Uzun süredir beklenen Avatar’ın ikinci filmi bu Aralık’ta vizyona girecek. Eğer benim gibi filmin büyük hayranlarındansanız şimdiden kendinizi sinema salonunda James Cameron’un muhteşem yönetmenliğinde çekilen bu filmi izlerken hayal etmeye başlamışsınızdır bile.
Neden Avatar’ın İkinci Filmi Bu Kadar Gecikti?
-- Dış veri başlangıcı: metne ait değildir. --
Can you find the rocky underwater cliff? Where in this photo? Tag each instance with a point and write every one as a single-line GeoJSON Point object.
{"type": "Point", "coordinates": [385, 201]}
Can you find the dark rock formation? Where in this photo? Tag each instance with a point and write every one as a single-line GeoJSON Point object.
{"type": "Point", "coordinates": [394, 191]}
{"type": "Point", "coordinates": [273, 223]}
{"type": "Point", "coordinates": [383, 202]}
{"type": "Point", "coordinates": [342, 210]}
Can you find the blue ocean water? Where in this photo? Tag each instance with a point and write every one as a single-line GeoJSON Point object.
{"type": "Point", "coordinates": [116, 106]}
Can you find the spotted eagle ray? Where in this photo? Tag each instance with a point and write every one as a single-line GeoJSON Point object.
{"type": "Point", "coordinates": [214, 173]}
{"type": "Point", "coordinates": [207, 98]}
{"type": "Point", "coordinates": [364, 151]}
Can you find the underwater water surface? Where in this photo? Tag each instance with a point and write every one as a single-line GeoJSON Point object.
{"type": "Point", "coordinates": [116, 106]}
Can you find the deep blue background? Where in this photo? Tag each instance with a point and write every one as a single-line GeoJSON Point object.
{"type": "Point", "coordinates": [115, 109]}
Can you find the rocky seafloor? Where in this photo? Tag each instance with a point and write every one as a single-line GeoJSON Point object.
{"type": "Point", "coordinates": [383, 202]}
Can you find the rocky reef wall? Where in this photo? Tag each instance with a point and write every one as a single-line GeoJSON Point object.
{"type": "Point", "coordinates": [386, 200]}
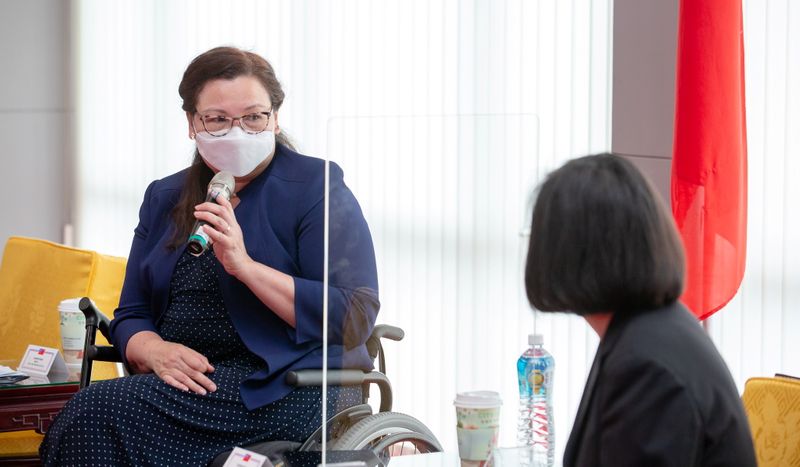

İlk filmin 2009’da çıkmasının ardından ikinci filmin bu kadar gecikmiş olması birçoğumuzu meraklandırdı. İkinci filmin neden bu kadar gecikmiş olduğu sorusunun cevabı, Avatar filminin aslında bizlere ne anlatmak istediği ve bizlerde neyi uyandırmak istediği sorusunun altında yatıyor. Avatar yalnızca bir bilim kurgu filmi olmanın çok üstünde bir yapım. Film sırasında günümüzde vuku bulmuş uygarlık seviyesinin ne kadar düşmüş olduğu, kapitalizmin taşındığı boyut, imperyalizm, insanların para ve güç uğruna her şeyi yapabilme yetisine sahip olduğu çokça duruluyor. Filmin ilk dakikalarında insanların maskelerle dolaştığı, şehrin led ışıklarla aydınlatıldığı, teknolojik açıdan oldukça gelişmiş ve kalabalık bir şehir görüyoruz. Bu şehir; yeşilin kalmadığı, insanların yalnızca zevk para ve güç uğruna savaştığı, rekabet ettiği, birlik bilincinden çok uzak bir şehir. Aynı zamanda yine filmin ilk dakikalarında televizyonda veriler haberler de hemen dikkat çekiyor: Nesli tükenmekte olan hayvanlar.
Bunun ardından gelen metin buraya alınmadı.